I bought the tickets about three months ago; last week, I stressed for an hour after having lost them. I have three other sets of tickets in my drawer at work, and I turned the office upside down looking for them. I then convinced myself that I didn't actually buy any, but my friend Joe, who I was going with, must have bought them. Then I remembered him paying me for his, etc. Thankfully they turned up in my big stash of shows-I've-seen tickets (between the Rolling Stones and a Black Caps vs WI Twenty20 game).

The last time I went to the Logan Campbell Centre was to see Oasis, in 1998. I can only assume it's got smaller since then! Great venue though, well shaped and coloured - would suit theatre as well as rock. The opening band was Autozamm, who we arrived too late to see most of, but were still good as ever. Mixed a bit too loud for the event.

I was asked how INXS were by a few people: I found it very hard to tell my opinion. I thought I'd sum it up in numbers:

  • Number of songs off Kick played: 6 from a possible 12
  • Number of songs off Switch played: 7 from a possible 11
  • Number of other songs played: About 6, including "Folsom Prison Blues" by Johnny Cash
  • Age of lead singer: 33
  • Average age of other band members: 48
  • Average age of the women in the audience: Hard to tell.. probably 35
  • Number of beards on stage: 2.5

2.5 beards? Well, Andrew Farriss obviously has a full beard, so that's one; Kirk, Tim and JD really only qualify for half-each. Kirk however would make a fantastic entrant during Movember.

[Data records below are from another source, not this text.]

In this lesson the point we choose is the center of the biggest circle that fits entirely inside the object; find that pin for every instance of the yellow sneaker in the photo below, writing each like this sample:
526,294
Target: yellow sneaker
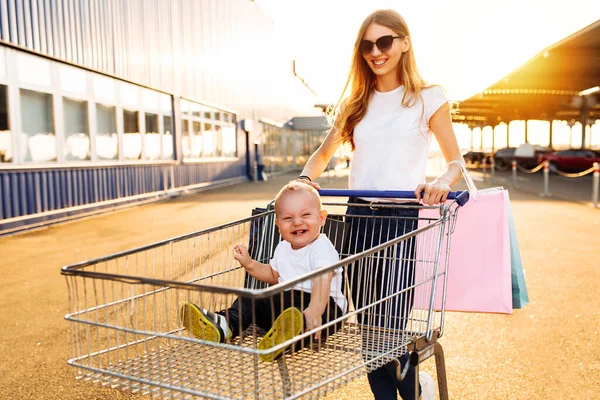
288,324
204,324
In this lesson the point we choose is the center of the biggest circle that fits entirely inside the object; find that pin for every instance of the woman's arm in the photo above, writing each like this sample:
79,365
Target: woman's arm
318,160
441,125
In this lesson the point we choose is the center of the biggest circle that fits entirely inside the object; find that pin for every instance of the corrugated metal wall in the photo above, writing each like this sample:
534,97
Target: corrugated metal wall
202,49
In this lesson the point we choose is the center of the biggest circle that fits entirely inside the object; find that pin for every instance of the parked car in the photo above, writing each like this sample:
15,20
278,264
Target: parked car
526,155
574,160
476,157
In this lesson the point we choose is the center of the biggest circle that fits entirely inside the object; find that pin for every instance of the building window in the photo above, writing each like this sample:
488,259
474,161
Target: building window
5,133
229,141
152,143
37,141
213,132
196,140
209,141
186,144
167,137
77,134
132,138
107,142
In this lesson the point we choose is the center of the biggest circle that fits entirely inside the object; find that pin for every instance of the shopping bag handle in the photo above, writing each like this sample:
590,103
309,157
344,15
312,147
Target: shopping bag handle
461,196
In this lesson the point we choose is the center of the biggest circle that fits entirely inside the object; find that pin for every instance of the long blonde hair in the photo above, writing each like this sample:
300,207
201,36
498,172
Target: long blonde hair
350,110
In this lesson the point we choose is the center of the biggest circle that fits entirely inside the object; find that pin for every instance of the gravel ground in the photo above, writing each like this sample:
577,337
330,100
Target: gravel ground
549,350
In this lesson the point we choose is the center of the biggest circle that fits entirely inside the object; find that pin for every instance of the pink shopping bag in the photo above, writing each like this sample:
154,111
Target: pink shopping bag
479,272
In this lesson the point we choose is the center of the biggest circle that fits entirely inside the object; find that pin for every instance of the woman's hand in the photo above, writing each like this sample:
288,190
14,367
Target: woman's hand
432,193
240,253
308,182
312,320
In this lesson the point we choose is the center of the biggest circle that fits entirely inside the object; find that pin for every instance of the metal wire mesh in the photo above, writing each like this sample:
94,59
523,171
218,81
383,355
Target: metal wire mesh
126,327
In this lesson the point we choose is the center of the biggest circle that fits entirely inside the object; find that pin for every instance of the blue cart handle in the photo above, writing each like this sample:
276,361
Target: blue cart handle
461,196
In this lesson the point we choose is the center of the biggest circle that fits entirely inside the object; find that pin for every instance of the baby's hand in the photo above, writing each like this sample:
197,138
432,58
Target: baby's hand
240,253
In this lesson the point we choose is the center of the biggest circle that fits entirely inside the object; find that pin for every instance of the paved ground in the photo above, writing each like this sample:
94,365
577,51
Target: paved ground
549,350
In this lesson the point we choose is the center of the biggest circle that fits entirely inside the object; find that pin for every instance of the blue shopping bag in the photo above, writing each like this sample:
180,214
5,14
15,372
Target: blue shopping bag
519,289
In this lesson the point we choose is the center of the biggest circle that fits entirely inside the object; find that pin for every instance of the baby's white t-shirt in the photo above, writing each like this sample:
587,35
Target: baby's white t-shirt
290,263
392,141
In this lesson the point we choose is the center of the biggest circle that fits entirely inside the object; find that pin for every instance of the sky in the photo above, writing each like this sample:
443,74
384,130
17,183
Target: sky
463,45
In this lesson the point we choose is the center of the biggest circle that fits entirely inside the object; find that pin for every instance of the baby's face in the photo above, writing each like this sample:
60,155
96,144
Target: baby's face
299,218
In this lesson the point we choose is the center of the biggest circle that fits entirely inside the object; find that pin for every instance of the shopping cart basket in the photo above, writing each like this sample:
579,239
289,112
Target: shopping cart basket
126,328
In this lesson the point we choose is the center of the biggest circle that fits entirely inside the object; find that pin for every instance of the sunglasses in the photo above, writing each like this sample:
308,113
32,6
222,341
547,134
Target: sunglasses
384,43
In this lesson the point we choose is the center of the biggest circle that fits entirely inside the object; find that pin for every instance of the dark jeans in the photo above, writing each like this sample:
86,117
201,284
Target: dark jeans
383,274
263,312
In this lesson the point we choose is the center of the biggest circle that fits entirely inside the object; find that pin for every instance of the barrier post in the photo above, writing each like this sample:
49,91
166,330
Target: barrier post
596,184
546,178
514,168
484,167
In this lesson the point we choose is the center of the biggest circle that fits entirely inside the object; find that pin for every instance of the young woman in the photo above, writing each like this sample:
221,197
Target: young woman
388,117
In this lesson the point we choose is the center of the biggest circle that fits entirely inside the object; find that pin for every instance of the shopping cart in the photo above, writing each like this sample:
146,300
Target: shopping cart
125,319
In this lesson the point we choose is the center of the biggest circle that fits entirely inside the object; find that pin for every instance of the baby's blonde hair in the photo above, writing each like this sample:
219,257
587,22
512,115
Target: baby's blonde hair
295,186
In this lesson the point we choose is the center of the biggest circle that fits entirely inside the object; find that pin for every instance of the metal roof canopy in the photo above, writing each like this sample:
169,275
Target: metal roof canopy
549,86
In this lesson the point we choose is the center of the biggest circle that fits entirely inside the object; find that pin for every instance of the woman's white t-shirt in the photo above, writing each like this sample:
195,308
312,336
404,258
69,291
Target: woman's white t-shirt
290,264
392,141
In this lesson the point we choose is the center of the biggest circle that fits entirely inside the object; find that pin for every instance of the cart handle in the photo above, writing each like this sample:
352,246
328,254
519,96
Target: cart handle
461,196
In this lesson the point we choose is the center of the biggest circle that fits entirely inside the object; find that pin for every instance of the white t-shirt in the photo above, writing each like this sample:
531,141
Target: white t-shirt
392,141
290,263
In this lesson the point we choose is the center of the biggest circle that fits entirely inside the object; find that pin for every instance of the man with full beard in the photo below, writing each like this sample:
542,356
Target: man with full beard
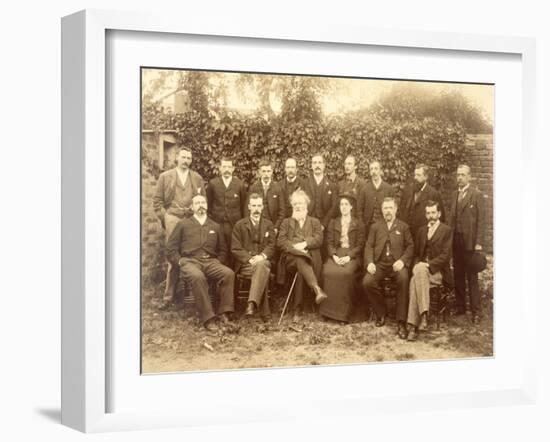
253,245
172,203
197,246
412,209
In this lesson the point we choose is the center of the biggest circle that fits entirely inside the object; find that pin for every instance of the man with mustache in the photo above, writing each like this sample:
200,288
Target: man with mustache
299,241
376,190
253,245
412,209
431,267
353,185
467,219
197,247
290,184
226,199
323,195
388,253
172,203
273,198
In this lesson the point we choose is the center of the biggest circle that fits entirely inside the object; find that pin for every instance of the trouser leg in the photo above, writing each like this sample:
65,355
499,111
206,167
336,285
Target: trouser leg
172,272
459,271
192,271
259,281
401,279
473,290
373,291
227,230
225,279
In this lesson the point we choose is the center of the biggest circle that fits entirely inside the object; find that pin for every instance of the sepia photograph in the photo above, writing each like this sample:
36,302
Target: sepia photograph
302,220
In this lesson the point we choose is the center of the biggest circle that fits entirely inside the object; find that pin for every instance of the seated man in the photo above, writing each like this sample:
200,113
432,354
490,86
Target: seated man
432,256
197,245
388,253
252,245
300,240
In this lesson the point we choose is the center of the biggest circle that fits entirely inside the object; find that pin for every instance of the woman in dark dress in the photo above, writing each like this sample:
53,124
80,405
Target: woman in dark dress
345,244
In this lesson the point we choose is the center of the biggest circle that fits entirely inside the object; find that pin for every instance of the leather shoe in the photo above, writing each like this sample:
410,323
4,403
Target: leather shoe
250,309
423,322
402,331
320,295
412,335
165,306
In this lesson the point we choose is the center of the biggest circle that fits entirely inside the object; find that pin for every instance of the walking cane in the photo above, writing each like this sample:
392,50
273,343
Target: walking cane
288,298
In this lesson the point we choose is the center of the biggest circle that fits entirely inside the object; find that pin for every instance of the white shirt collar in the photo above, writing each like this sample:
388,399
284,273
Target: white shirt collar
182,175
434,225
201,220
227,181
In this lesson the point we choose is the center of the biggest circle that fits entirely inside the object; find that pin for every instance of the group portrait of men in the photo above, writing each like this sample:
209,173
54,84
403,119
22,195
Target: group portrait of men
322,235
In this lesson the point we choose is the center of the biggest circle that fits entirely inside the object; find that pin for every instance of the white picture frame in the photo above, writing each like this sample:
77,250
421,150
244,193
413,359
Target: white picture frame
85,217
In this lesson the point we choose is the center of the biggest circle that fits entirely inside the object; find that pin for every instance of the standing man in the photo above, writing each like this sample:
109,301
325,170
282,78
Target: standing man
273,198
353,185
388,253
323,195
172,203
412,209
300,240
467,220
226,199
433,244
376,190
290,184
198,248
253,246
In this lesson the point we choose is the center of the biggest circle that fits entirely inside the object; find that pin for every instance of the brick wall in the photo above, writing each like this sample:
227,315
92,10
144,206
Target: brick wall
152,234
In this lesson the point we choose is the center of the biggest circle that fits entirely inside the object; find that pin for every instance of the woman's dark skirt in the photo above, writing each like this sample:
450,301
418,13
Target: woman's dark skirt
339,283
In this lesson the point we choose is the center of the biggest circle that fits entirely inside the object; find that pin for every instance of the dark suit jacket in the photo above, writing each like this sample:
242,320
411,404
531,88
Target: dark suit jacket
401,241
241,241
326,209
288,236
414,212
166,189
440,250
226,204
274,202
287,189
471,215
356,235
357,190
189,239
385,190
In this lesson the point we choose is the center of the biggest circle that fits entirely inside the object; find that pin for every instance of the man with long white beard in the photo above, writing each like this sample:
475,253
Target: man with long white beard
388,253
197,245
300,240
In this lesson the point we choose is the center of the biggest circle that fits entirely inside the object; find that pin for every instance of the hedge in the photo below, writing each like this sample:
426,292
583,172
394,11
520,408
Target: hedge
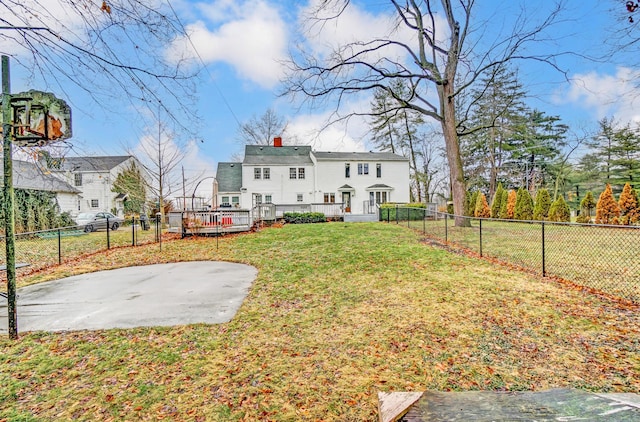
304,217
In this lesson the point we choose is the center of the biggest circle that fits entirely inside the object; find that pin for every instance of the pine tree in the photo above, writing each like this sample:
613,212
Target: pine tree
482,207
559,210
496,204
524,205
511,204
543,202
607,209
628,203
503,204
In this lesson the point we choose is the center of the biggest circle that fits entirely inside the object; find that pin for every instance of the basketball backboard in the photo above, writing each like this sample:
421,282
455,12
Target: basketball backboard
39,118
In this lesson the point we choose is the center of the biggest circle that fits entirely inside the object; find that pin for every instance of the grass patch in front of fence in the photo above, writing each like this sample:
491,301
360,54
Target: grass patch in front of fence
602,258
338,312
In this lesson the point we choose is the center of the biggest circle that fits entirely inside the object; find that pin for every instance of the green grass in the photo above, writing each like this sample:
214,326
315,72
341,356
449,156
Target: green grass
602,258
338,312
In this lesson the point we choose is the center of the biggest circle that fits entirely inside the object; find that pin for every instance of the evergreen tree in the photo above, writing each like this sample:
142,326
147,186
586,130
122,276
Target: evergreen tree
628,203
482,207
524,205
503,206
542,204
587,205
130,182
496,204
559,210
607,209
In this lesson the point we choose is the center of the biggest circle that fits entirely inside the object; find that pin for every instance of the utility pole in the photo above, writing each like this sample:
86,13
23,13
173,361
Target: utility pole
9,219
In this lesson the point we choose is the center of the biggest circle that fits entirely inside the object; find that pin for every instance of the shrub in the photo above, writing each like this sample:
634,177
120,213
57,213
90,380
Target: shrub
607,208
304,217
496,204
587,205
524,205
482,207
471,210
628,203
511,204
543,202
559,210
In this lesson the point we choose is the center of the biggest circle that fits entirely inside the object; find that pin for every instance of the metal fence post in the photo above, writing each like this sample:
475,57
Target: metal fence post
446,227
59,247
480,220
544,269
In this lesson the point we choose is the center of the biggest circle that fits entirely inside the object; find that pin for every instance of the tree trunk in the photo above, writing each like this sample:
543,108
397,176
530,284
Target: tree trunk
452,146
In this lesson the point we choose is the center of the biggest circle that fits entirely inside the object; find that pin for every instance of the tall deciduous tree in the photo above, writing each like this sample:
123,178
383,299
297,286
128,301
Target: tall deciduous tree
433,46
115,49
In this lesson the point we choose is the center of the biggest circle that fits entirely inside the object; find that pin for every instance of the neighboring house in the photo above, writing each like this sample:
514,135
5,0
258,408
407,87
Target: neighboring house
94,178
31,176
285,175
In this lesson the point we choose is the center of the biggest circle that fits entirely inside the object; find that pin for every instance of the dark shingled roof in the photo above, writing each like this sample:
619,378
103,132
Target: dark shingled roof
229,177
28,175
81,164
286,155
358,156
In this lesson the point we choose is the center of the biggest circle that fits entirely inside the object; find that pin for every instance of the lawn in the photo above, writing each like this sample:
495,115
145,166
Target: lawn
338,312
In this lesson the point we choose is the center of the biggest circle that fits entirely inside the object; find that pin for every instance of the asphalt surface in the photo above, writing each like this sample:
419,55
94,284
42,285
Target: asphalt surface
154,295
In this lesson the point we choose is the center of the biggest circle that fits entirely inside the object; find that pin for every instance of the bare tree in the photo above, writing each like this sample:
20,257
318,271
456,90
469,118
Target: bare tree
114,49
435,47
261,130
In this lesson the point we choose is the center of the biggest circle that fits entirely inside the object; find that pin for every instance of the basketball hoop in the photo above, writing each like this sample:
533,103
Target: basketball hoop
39,119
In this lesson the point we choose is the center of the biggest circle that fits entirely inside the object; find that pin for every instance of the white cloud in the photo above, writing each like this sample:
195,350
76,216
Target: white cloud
251,37
606,95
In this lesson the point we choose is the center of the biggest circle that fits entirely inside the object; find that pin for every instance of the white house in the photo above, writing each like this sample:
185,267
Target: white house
94,178
27,175
285,175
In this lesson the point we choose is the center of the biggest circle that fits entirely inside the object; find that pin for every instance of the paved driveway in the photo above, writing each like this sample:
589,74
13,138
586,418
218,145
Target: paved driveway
153,295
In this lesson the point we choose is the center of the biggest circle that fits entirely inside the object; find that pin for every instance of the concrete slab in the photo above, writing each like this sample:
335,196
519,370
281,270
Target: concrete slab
154,295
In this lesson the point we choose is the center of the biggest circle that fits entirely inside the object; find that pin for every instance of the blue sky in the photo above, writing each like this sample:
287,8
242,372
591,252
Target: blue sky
242,44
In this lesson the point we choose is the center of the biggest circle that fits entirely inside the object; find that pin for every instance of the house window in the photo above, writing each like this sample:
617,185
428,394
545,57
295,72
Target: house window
381,197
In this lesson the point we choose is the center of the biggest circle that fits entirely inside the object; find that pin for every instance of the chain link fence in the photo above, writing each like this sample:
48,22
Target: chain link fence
36,250
600,257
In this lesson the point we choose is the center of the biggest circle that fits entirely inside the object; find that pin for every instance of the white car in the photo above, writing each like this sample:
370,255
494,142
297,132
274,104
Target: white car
92,221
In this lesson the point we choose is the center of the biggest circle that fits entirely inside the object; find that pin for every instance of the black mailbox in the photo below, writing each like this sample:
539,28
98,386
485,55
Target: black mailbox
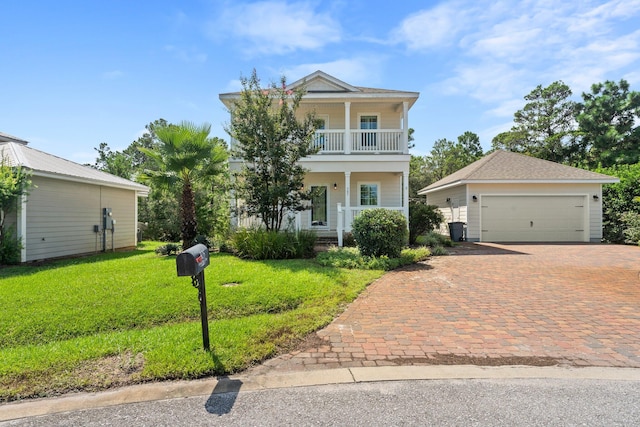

JD seemed a little too cliched rockstar. "It's fantastic to be here in Auckland Noo Zeeland, two nights, peace and love to the world, man". There was also some strained gangster-rap-esque lyrical riffs between songs, which might have been INXS back catalogue that I wasn't familiar with. However, the band was tight, the vocal delivery was pretty good on the old stuff and great on the new stuff, and without having seen a Hutchence-lead show to compare it against, it was a good night out.